Advantages of owning 100% of Genentech’s shares:
The merger will lead to formation of the world’s largest biotechnology company.
Value of total benefit from synergies will be $5billion. This will be a result of M&D, manufacturing, development and administrative costs reduction.
Complete ownership will give the company complete access to technology and R&D projects.
It will also give the company access to its cash amounting to $9.5billion, which can also be used to make payment for debt raised for acquisition.
The company can also create a contract allowing it to distribute Genentech’s best selling drugs.
Risks of owning 100% of Genentech’s shares:
The acquired company’s minority shareholders are mostly its employees. The company’s culture is like a family environment where all the employees work in cohesion. Acquisition may destroy this culture. The culture of Genentech will have to be matched and combined with the culture of Roche.

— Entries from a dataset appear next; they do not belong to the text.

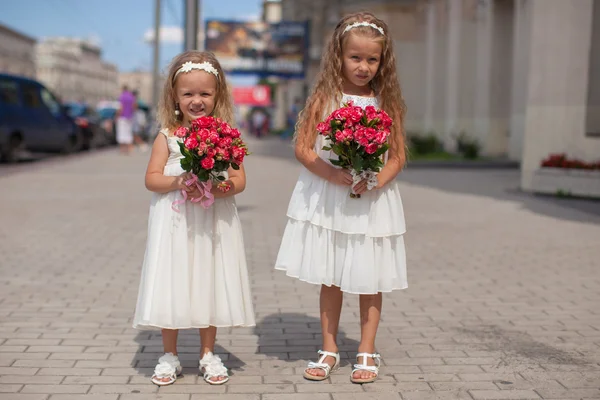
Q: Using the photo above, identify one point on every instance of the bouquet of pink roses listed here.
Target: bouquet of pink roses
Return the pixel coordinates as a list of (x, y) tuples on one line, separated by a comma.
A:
[(359, 138), (209, 147)]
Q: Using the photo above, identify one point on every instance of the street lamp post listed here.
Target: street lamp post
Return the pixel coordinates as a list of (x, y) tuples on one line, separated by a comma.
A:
[(191, 24)]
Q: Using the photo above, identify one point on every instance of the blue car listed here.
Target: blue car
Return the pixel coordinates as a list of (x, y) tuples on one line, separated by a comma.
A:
[(31, 118)]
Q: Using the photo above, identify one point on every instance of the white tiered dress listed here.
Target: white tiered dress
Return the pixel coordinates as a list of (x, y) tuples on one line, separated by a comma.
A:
[(194, 273), (355, 244)]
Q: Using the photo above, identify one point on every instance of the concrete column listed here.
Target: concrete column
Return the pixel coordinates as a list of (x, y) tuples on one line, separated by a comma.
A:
[(560, 42), (520, 70), (452, 72), (430, 59), (483, 59)]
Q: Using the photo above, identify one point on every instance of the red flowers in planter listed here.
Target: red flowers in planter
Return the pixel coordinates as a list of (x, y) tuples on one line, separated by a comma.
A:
[(561, 161)]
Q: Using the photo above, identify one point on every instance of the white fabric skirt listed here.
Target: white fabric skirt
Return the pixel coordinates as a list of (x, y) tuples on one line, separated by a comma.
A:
[(194, 273), (333, 239)]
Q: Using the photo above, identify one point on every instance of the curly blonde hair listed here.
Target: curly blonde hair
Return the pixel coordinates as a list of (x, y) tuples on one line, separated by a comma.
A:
[(167, 105), (327, 90)]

This may create problems for the human resources which may even lead to high employee turnover.
There is a chance that the company pays higher than the premium required for the benefits of synergies. Such a situation may lead to drop in the prices of Roche’s shares.
For the deal, Roche has to borrow around $30 billion. The ongoing financial crisis could make the debt financing even more difficult to obtain as well as more expensive.
The contract gives Roche the right to sell Genentech on non US markets, but only till 2015. After that the company faces a high risk of losing the right.
Genentech’s cancer drug, Avastin, may not be successfully tested and may be banned from sale. This risk of loss of revenue will also have to be borne by the company.
New competitors may come with competing best selling drugs, which will again lead to a risk of reduction in growth prospects.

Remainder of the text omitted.